# Soapy Water Test for Leak Propane, can you hear the bubbles pop???, Masterbuilt says you can



## smokingasian (Jun 23, 2020)

Hi All, this is my first time posting, so my apologies if I am posting this in the wrong thread. But I have something that concerns me, and I hope you can help bring clarity to the matter. Please skip to my last paragraph I highlighted in red if you want to skip my background and why I am even coming up with this question.

A little on my background, is I started outdoor cooking for about 15 years. I have a Kamado, a propane  grill, a standing dual fuel smoker from Masterbuilt, and now a Camp Chef Woodwind pellet smoker because my Masterbuilt 230s caught in flames after its 3rd use within a month of purchase. 
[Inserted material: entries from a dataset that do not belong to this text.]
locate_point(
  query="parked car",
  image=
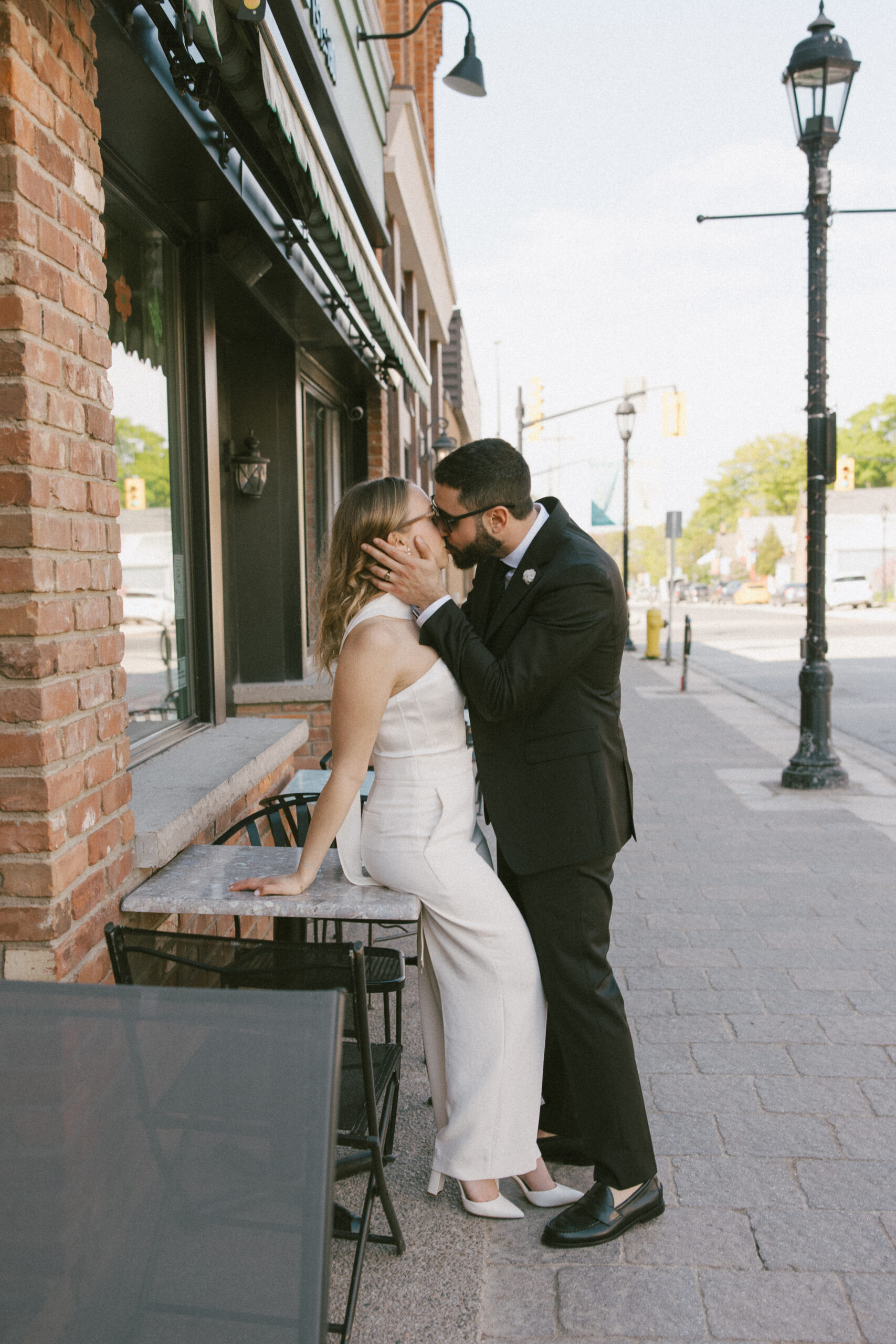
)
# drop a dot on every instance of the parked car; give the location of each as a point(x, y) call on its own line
point(751, 593)
point(148, 606)
point(849, 591)
point(792, 594)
The question I have is with my 230s masterbuilt smoker I bought from Home Depot.  Trying to get in the smoking game, I decided to go with a simple smoker and build myself up. I had 2 successful cooks, around 6-8 hours each. But with my third cook, the smoker caught on fire after 6 hours when I was using the propane fuel source. A fire appeared in the exterior of my smoker and melted my control module which included the propane regulator, and the igniter. It also burnt my fingers, but that was my fault as I tried to turn the fire off by the propane regulator on the smoker, and not stopping the fuel source from the propane tank.
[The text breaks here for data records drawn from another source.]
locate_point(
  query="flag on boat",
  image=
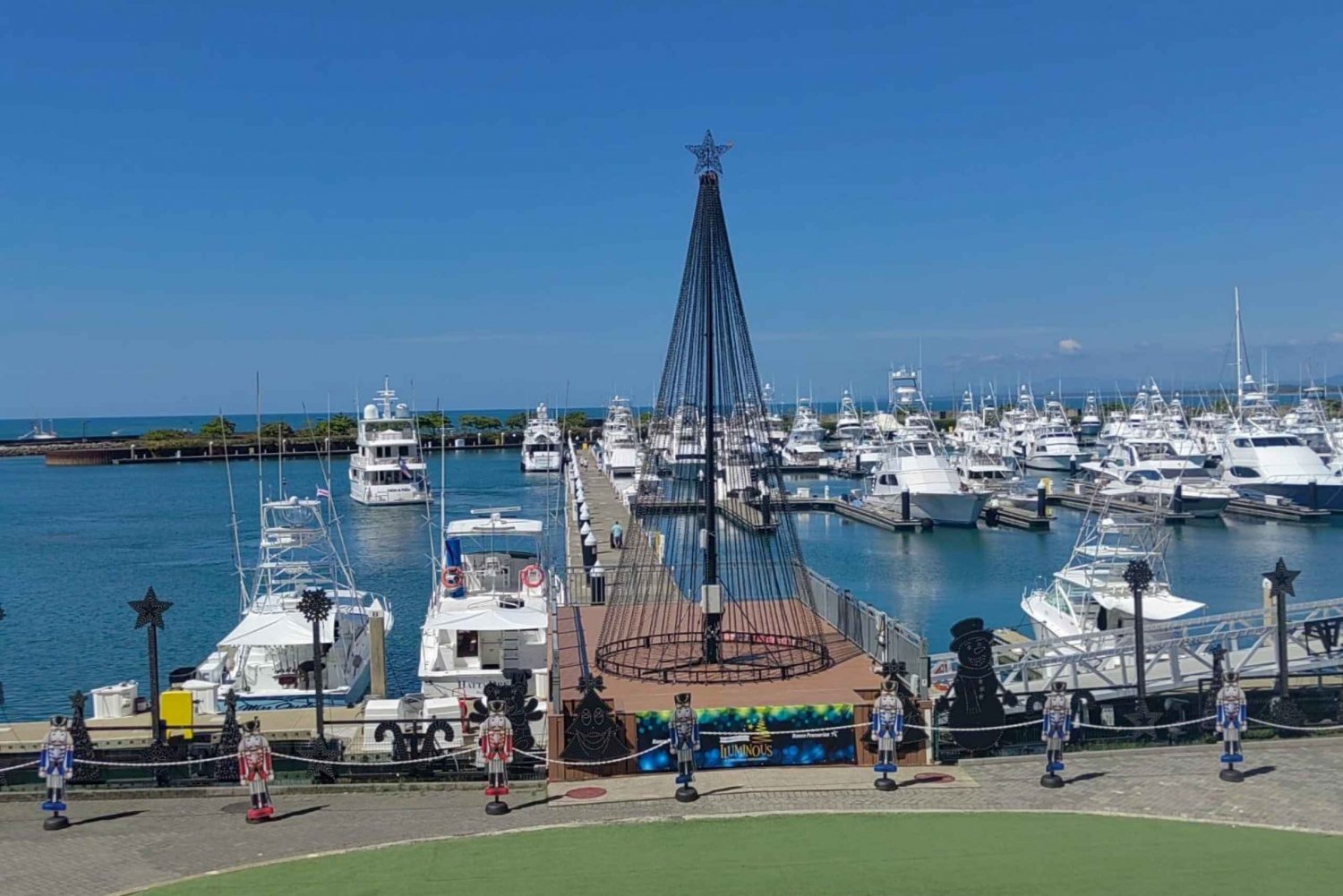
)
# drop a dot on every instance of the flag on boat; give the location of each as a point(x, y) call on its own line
point(453, 568)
I talked with Masterbuilt Customer Service and they hypothesized the issue may have been with the Venturi being clogged, which can happen if bugs or their webbing gets into it. They also told me I needed to run a soapy water test on my hose before each use of the smoker. I felt this was overkill, especially with a new smoker, but short in short, I just agreed as they were sending replacement parts. I went outside a hour later, to take pictures of all the melted parts so they knew what to send. I also decided to run the soapy water test on the hose and clean out the venturi tube with an air duster as part of their recommendation.

The soapy water test revealed there was a leak on the hose at the very end of the smoker where it was attached the metal bearing. The only way I was able to see this leak was putting my smoker on its back. This is impossible to see when the smoker is standing.  This contradicted a video they sent to me on how to perform a soapy water test on this type of smoker: 
. 
I questioned them about it, but they closed my case as my case was resolved by them sending me new parts. I didn't like this, especially per their recommendation that I should always run a soapy water test, but they couldn't answer my question on how to do it on the whole hose, especially on the part where my hose was leaking. I didn't like the idea of constantly putting my smoker on its back.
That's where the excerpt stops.